Author: Tineke Koster
As I am writing this, volunteers are rekeying our 17th century newspapers articles. Optical character recognition of the gothic text type in use at the time has yielded poor results, making this part of our digital collection nearly inaccessible for full-text search. The Meertens institute, who have an excellent track record when it comes to crowdsourcing, has developed the editor (Dutch). Together with them we are working towards a full update of all newspaper issues from 1618 to 1700 that are available in our website Delpher.
Great news and, for some researchers, an eagerly awaited development. A bright future beckons in which our digital text corpus is 100% correct, just waiting to be mined for dynamic phenomena and paradigm shifts.
But we have to realize that without the proper precautions, correcting digital texts may also hinder researchers in their work. How so? These texts may have been used (browsed, mined, cited, etc.) by researchers in their earlier form. The improvement or enrichment may have consequences for the reproducibility of their research results.
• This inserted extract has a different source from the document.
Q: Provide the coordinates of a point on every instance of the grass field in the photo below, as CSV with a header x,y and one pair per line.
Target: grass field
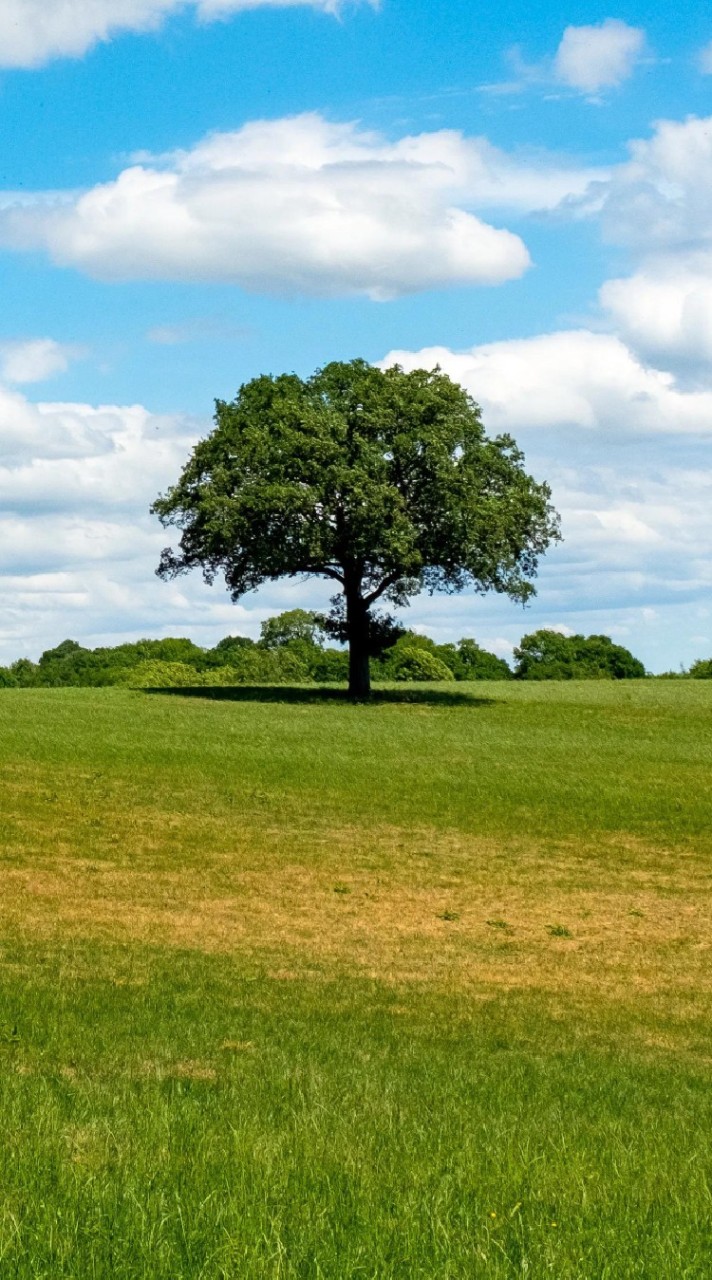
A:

For all researchers the need to reproduce research results is growing, with new guidelines due to new laws. There is also a specific group of researchers that need sustained access to older versions of digital text. The need is highest for research where the goal is to develop an algorithm and to assess its quality relative to previous versions of the same algorithm or to other algorithms. Without sustained access to older versions, these people cannot do their work.
Is it our role to provide this access? How the National Library of the Netherlands is thinking about this issue, I hope to explain in a later blogpost (soon!). Meanwhile, I would be very interested to hear your experiences. How is this subject discussed in your organization? Does your organization have a policy in place to deal with this?